Consumer deal fever hits Johnson & Johnson with $2.1B deal to buy out Japan's Ci:z

Add another Big Pharma company to the wheeling and dealing in consumer health: Johnson & Johnson is shelling out to take full control of Japanese cosmetics and skincare specialist Ci:z.

J&J plans to pay 230 billion Japanese yen ($2.05 billion) in cash to acquire the share of Ci:z it doesn’t already own, gaining several lines of medical cosmetic products in the process, including Dr.Ci:Labo, Labo Labo and Genomer.

The deal will give J&J’s skincare franchise—which already sells such popular brands as Neutrogena—additional heft in Japan and other Asian markets.

Ci:z will bolster J&J's offerings “by bringing in an agile innovation model and rapidly accelerating sales through our global commercialization expertise,” said J&J consumer chief Jorge Mesquita in a statement. The company depicts the transaction as a “springboard” to building its commercial capabilities “by leveraging one of the largest customer relationship management databases for direct-to-consumer skincare in Japan.”

Through its affiliate Cilag, the U.S. Big Pharma acquired 19.9% of the Japanese company in 2016—the same year it took over New Jersey-based dermocosmetics firm NeoStrata—and got exclusive ex-Japan rights to those Ci:z skin care products.

RELATED: Allergan, eyeing Asia for growth, pours $14.7M into first medical aesthetics center in China

Now, to devour the entire company, J&J is offering 5,900 yen per share, which represents a 55% premium over Tuesday’s closing price. The monetary size of the deal matches up to what J&J will glean from selling its diabetes monitoring unit LifeScan to a private investment firm. J&J said it would launch the Ci:z tender offer Oct. 29 and hopes to complete the deal in the first half of 2019.
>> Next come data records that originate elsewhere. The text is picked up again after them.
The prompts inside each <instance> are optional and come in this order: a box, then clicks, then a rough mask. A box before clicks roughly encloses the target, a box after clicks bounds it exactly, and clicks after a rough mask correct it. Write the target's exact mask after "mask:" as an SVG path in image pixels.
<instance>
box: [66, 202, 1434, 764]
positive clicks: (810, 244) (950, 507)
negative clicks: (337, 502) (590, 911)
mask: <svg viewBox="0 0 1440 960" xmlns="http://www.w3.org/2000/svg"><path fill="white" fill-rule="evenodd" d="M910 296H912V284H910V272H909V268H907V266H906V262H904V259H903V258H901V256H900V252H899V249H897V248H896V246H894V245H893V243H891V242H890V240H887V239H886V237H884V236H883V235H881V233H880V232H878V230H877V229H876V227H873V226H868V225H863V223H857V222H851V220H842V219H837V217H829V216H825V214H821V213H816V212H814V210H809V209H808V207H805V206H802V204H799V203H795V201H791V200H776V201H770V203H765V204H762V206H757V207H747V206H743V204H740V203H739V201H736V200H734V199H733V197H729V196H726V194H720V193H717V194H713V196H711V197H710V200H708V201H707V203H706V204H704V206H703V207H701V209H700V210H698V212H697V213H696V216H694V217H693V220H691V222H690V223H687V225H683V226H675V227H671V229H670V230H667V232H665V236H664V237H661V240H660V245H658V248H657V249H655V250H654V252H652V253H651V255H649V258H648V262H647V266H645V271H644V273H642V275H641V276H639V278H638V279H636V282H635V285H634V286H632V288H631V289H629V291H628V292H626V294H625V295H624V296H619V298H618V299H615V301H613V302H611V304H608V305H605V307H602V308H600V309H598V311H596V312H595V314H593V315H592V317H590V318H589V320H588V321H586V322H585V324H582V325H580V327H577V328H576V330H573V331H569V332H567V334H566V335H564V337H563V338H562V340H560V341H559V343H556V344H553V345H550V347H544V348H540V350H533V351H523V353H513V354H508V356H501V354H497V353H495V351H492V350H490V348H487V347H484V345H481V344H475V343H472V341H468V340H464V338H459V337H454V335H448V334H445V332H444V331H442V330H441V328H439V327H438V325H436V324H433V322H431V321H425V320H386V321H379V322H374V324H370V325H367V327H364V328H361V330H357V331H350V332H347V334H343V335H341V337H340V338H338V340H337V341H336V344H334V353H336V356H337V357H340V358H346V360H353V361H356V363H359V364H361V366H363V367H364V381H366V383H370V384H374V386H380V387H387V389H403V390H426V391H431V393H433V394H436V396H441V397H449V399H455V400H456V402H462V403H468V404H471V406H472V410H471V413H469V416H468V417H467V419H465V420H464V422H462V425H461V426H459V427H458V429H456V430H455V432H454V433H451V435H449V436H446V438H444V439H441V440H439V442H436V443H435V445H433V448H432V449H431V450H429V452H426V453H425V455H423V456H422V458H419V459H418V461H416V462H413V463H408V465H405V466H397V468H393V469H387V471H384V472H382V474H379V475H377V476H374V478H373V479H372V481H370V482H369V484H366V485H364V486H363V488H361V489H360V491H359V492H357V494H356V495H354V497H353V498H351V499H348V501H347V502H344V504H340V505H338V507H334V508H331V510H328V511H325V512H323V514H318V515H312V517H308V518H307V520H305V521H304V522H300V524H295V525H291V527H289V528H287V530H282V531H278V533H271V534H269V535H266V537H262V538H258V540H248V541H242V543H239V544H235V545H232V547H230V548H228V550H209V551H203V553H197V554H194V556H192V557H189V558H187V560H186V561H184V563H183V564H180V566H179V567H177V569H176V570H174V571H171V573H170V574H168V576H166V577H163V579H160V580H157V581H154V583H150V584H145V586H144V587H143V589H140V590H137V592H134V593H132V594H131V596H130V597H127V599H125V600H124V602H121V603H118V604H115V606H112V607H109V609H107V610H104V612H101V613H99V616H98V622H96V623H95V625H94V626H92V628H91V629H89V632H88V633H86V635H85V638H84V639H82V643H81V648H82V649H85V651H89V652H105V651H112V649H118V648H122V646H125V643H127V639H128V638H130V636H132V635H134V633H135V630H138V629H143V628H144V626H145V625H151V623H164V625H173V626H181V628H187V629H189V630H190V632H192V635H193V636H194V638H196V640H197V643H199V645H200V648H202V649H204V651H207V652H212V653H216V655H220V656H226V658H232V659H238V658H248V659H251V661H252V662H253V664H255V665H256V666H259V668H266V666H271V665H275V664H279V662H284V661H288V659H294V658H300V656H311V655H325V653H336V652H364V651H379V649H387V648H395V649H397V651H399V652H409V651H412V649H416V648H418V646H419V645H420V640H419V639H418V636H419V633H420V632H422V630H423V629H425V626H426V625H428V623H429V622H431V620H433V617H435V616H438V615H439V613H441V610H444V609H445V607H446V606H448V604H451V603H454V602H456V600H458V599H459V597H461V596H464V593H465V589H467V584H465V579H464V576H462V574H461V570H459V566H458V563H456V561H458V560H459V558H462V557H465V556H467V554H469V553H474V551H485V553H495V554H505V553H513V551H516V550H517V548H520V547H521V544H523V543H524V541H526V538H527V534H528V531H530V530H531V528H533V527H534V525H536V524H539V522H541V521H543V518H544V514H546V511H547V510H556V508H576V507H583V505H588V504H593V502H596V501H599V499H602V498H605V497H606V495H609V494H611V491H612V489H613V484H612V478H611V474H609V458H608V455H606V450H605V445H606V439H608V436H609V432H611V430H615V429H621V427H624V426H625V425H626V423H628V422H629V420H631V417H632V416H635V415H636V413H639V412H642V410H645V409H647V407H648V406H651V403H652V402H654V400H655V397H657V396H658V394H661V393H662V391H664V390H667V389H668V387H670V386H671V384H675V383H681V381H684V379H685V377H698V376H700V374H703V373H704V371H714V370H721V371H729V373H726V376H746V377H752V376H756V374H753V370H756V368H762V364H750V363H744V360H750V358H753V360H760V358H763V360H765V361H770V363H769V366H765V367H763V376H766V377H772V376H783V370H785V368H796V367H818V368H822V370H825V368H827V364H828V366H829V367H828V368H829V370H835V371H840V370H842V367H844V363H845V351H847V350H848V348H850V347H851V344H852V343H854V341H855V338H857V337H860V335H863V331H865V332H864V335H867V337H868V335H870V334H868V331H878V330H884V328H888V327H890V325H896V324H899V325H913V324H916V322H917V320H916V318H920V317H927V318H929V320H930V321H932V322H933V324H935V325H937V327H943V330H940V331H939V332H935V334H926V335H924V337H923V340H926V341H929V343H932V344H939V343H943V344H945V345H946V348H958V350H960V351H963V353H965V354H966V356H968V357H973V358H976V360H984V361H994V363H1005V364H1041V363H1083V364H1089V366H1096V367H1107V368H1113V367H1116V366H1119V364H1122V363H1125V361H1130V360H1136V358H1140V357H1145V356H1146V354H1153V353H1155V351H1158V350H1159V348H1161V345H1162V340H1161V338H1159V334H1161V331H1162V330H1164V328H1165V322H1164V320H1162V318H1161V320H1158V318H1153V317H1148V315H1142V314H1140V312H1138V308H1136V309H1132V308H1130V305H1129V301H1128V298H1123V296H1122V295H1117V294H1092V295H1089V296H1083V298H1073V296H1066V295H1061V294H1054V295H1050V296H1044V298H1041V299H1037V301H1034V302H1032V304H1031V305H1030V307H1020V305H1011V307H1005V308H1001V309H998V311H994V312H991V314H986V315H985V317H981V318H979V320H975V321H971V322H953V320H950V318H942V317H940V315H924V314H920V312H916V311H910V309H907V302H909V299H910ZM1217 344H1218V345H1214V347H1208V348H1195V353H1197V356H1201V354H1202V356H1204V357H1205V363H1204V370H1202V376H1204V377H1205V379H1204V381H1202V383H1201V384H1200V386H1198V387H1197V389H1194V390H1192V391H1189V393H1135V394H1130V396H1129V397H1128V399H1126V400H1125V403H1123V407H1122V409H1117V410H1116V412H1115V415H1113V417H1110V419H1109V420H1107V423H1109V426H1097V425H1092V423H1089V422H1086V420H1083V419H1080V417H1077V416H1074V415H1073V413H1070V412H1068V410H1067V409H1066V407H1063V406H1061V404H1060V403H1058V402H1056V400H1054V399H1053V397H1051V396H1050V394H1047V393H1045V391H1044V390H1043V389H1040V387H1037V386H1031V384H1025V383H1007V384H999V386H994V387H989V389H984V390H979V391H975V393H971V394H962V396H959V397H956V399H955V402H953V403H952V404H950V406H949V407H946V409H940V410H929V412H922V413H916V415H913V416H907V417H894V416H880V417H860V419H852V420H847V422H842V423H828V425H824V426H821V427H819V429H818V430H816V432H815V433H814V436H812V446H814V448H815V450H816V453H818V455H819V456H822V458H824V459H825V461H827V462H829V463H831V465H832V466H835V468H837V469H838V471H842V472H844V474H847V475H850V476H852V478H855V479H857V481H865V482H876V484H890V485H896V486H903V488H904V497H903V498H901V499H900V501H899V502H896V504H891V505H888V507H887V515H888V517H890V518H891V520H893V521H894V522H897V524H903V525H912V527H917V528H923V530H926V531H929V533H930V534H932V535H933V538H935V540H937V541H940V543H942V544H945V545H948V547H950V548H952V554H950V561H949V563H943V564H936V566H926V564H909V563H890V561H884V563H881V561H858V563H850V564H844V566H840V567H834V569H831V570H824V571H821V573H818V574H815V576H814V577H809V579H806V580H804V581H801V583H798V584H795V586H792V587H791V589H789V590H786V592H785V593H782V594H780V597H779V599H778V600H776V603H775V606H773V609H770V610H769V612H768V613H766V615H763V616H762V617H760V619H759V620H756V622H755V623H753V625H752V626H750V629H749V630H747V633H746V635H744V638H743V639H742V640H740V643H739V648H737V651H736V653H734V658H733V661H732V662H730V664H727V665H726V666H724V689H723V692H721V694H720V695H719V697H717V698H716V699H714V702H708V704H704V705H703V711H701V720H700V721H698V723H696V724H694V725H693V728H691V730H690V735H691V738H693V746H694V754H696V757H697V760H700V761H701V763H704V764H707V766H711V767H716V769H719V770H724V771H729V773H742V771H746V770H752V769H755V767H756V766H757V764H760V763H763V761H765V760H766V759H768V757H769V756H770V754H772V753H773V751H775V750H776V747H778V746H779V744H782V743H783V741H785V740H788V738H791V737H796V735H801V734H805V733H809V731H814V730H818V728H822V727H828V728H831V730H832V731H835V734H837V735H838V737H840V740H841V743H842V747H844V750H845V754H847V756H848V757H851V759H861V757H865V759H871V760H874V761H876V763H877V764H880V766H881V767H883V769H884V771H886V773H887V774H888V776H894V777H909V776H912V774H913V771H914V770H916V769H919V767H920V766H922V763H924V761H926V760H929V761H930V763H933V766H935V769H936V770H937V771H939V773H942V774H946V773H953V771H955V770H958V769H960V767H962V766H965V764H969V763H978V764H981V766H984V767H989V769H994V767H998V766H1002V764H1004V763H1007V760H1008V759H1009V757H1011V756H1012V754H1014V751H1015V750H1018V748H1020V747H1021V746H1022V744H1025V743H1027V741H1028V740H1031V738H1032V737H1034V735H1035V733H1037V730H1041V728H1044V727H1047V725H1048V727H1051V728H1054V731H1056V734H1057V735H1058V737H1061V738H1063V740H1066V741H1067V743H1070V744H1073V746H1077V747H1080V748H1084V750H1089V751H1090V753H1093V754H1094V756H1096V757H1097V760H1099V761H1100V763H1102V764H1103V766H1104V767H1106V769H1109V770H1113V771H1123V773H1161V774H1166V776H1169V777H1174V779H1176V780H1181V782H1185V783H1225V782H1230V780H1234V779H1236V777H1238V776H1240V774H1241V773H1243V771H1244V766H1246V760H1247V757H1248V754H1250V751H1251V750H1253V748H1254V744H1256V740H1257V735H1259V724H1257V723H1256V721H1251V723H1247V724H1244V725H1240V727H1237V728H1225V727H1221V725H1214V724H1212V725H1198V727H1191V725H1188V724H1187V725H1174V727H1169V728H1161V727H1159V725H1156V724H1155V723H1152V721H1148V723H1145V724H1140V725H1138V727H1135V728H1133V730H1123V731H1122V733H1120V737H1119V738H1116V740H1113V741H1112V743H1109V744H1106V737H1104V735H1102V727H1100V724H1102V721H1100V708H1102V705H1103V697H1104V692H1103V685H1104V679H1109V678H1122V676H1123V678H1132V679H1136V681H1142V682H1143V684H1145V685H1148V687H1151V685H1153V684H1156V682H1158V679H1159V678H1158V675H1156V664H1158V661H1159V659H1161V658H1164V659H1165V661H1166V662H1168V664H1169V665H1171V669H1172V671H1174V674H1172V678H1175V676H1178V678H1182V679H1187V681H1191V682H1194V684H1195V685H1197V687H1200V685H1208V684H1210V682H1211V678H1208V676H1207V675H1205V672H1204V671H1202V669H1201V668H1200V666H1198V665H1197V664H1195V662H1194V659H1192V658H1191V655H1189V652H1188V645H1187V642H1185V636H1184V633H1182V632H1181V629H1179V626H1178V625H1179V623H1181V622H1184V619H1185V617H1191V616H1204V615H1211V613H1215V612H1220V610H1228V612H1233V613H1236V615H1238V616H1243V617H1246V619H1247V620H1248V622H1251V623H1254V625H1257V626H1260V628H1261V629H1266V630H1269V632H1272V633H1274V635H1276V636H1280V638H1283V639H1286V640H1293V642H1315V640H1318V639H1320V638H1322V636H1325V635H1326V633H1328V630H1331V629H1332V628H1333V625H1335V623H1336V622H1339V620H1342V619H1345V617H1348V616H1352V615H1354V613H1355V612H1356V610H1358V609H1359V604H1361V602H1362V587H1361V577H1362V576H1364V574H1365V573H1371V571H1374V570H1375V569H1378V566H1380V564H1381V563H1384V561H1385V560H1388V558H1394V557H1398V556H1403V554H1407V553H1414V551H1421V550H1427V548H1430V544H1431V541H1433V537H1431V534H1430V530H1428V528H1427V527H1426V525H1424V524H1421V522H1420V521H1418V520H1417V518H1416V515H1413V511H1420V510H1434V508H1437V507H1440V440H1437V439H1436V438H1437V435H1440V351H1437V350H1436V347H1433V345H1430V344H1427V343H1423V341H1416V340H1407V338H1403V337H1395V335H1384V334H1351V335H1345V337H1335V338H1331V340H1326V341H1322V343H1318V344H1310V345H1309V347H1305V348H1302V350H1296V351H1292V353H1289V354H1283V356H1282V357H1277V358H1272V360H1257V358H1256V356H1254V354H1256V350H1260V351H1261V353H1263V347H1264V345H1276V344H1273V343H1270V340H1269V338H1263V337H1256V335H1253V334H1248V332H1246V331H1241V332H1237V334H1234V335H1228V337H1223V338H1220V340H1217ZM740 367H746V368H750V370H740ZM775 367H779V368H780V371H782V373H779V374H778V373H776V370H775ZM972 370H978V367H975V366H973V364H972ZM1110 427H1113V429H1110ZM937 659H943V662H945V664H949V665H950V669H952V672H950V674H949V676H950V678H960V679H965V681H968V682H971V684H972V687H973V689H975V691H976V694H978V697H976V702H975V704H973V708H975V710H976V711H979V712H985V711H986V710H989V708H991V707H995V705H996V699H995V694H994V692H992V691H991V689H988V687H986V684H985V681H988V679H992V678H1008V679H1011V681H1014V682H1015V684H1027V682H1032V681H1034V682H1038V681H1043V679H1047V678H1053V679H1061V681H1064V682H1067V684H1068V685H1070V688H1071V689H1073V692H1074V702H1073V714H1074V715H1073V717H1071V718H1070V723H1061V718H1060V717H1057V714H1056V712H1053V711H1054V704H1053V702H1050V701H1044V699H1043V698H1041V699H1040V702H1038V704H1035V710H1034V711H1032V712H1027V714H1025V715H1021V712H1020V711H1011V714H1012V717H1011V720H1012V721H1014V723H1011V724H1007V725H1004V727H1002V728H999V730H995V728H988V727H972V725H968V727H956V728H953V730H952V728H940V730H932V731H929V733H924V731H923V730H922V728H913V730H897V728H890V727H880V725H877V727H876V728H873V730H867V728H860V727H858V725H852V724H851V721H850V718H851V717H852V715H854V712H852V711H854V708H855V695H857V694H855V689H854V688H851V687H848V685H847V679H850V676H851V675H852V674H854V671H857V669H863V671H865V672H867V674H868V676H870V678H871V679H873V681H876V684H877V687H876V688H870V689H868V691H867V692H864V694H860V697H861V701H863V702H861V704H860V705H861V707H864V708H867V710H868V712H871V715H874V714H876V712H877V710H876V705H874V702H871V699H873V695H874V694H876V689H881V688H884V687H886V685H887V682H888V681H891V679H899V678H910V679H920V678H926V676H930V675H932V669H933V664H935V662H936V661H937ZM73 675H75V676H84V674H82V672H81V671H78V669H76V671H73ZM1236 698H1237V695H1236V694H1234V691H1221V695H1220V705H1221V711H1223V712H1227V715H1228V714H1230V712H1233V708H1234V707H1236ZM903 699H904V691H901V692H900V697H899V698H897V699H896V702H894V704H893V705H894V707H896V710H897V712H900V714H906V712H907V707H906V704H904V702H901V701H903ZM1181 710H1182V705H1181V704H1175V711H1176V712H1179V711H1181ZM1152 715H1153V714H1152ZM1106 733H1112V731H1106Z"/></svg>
Beauty products have recently been a major driver of J&J’s consumer growth as its baby care franchise suffers from competition. For 2017, J&J’s beauty brands surpassed its over-the-counter drug segment to deliver $4.2 billion in worldwide sales, a jump of 7.8% from the previous year. Dr.Ci:Labo was at that time cited as a key sales contributor.

The trend has continued so far in 2018, as beauty products turned in $2.2 billion in sales in the first six months, once again “primarily driven” by the strength of Dr.Ci:Labo and by the group's international expansion.

RELATED: Stada, eyeing OTC expansion, circles Bristol-Myers’ French Upsa business: report

Western firms recognize the huge skincare business opportunity Asian countries embody, given South Korea’s and Japan’s well-recognized strength in the area and a potentially huge market in China.

Last September, Unilever announced that it would acquire South Korean skincare firm Carver Korea for €2.27 billion ($2.7 billion). Allergan just last month said it would build its very first Medical Aesthetics Innovation Center in China, hoping to spearhead a big push into the country.

The J&J-Ci:z deal also comes amid a torrent of consumer health change-of-hands initiated by Big Pharmas. Bristol-Myers Squibb was recently reported to be reviewing a sale of its French OTC business, eyed by potential buyers including German generics maker Stada. Trying to focus on innovative medicines, Novartis recently handed GlaxoSmithKline its stake in a consumer joint venture with the British pharma. And a bidding war is brewing for GSK’s Indian consumer business, which includes the popular nutritional drink Horlicks.